Sciencificity's Blog: Using the tidyverse with Databases - Part III

Vebash Naidoo

In Part II we progressed a bit further, with more in-depth {dplyr} workflows, and we also brought the data into R after doing most of the computation on the database itself.

What are we tackling in Part III?

Setup a MySQL DB

Create a local MySQL instance

That’s it for the MySQL DBMS itself, the rest of the work for setting up our DB will be done in R.

Our data

In the {dplyr} 📦 we have a dataset starwars which has information for the characters.

I broke this dataset apart to create different tables containing subsets of the information so we can practise on:

Data Dictionary for the Star Wars Database
	Field Type	Notes
films
id	integer	Identification field for the film e.g. 5
films	string	Movie Name e.g. "The Empire Strikes Back"
year	double	Year movie was released e.g. 1980
vehicles
id	integer	Identification field for the vehicle e.g. 3
vehicles	string	Name of vehicle e.g. "Tribubble bongo"
starships
id	integer	Identification field for the starship e.g. 10
starships	string	Name of starship e.g. "Millennium Falcon"
characters
name	string	Character Name e.g. Leia Organa
height	integer	Height of character
mass	double	Mass of character
hair_color	string	Hair Color of character
skin_color	string	Skin Color of character
eye_color	string	Eye Color of character
birth_year	double	Birth Year of character
sex	string	Sex of character
gender	string	Gender of character
homeworld	string	Homeworld of character
species	string	Species of character
appearances
film_id	integer	Link into the films table, e.g. 4 (denoting character appeared in "A New Hope")
name	string	Character Name e.g. Leia Organa
vehicles_piloted
vehicle_id	integer	Link into the vehicles table, e.g. 3 (denoting character drove a "Tribubble bongo")
name	string	Character Name e.g. Obi-Wan Kenobi
starships_piloted
starship_id	integer	Link into the starships table, e.g. 10 (denoting character piloted a "Millennium Falcon")
name	string	Character Name e.g. Chewbacca
survey_levels
id	integer	Identification for the survey response e.g. 1
level	string	The survey response e.g. "Very unfavorably"
survey
respondent_id	integer	Identification for the survey respondent e.g. 3292879998
any_of_6	string	Did respondent watch any of the 6 movies? (Original 6 before reboot) - e.g. Yes, No
star_wars_fan	string	Is the respondent a star wars fan? - e.g. Yes, No
watched_The Phantom Menace	string	Did the respondent watch said movie? - e.g. Yes, No
watched_A New Hope	string	Did the respondent watch said movie? - e.g.

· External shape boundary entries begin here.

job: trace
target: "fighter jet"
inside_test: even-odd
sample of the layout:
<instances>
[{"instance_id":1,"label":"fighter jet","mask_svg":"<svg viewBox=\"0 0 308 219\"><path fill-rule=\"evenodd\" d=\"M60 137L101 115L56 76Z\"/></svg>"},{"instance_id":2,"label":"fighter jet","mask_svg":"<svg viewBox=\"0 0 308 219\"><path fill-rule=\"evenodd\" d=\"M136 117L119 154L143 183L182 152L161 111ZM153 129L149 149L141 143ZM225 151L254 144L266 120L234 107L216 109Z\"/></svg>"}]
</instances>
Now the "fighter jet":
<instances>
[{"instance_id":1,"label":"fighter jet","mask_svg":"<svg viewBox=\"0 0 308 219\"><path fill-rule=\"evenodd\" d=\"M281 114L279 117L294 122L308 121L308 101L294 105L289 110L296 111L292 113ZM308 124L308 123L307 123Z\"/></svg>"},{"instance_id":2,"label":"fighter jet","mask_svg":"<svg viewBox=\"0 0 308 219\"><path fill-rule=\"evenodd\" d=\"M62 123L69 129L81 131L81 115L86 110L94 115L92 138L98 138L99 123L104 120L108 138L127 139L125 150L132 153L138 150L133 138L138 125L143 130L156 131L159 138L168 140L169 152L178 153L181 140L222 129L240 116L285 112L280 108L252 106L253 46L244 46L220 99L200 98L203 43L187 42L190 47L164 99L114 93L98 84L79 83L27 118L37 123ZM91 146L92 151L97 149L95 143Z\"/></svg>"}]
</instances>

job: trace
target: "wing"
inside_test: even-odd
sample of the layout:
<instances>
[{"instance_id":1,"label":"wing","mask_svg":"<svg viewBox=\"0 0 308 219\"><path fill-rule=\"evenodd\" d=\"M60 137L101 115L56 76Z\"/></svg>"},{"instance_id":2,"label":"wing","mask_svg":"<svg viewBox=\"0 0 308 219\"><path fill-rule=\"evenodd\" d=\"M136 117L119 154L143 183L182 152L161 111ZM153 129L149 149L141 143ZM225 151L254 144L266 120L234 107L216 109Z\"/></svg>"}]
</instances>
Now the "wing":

Yes, No
watched_Attack of the Clones	string	Did the respondent watch said movie? - e.g. Yes, No
watched_Return of the Jedi	string	Did the respondent watch said movie? - e.g. Yes, No
watched_Revenge of the Sith	string	Did the respondent watch said movie? - e.g. Yes, No
watched_The Empire Strikes Back	string	Did the respondent watch said movie? - e.g. Yes, No
rank_A New Hope	double	How does the respondent rank the movie? 1=Best, 6 =Worst
rank_Attack of the Clones	double	How does the respondent rank the movie? 1=Best, 6 =Worst
rank_Return of the Jedi	double	How does the respondent rank the movie? 1=Best, 6 =Worst
rank_Revenge of the Sith	double	How does the respondent rank the movie? 1=Best, 6 =Worst
rank_The Empire Strikes Back	double	How does the respondent rank the movie? 1=Best, 6 =Worst
rank_The Phantom Menace	double	How does the respondent rank the movie? 1=Best, 6 =Worst
`Han Solo`	integer	Link into survey_levels table where 5 = Very favorably
`Luke Skywalker`	integer	Link into survey_levels table where 5 = Very favorably
`Leia Organa`	integer	Link into survey_levels table where 5 = Very favorably
`Anakin Skywalker`	integer	Link into survey_levels table where 5 = Very favorably
`Obi-Wan Kenobi`	integer	Link into survey_levels table where 5 = Very favorably
`Palpatine`	integer	Link into survey_levels table where 5 = Very favorably
`Darth Vader`	integer	Link into survey_levels table where 5 = Very favorably
`Lando Calrissian`	integer	Link into survey_levels table where 5 = Very favorably
`Boba Fett`	integer	Link into survey_levels table where 5 = Very favorably
`C-3P0`	integer	Link into survey_levels table where 5 = Very favorably
`R2-D2`	integer	Link into survey_levels table where 5 = Very favorably
`Jar Jar Binks`	integer	Link into survey_levels table where 5 = Very favorably
`Padme Amidala`	integer	Link into survey_levels table where 5 = Very favorably
`Yoda`	integer	Link into survey_levels table where 5 = Very favorably
who_shot_first	string	Han, Greedo, or "I don't understand the question"
know_expanded_universe	string	Does respondent know the expanded universe? Yes / No
fan_expanded_universe	string	Does respondent like the expanded universe? Yes / No
trekkie	string	Is respondent a Star Trek fan? Yes / No
Gender	string	Gender e.g. Male
Age	string	Age range e.g. 30-44
Household Income	string	Income range e.g. $50,000 - $99,999
Education	string	Education level e.g. Some college or Associate degree
Location (Census Region)	string	Location of respondent e.g. East South Central
franchise
franchise	string	Star Wars
revenue_category	string	Category of revenue generation e.g. Book sales
revenue_billion_dollars	double	Revenue earned from category, in billions of dollars
year_created	double	Year the franchise was created
original_media	string	Original media the franchise was released on e.g. Book, Film
creators	string	Who created the franchise
owners	string	The owners of the franchise

Create some tables

Here’s an example of how I created the films, and the associated appearances tables.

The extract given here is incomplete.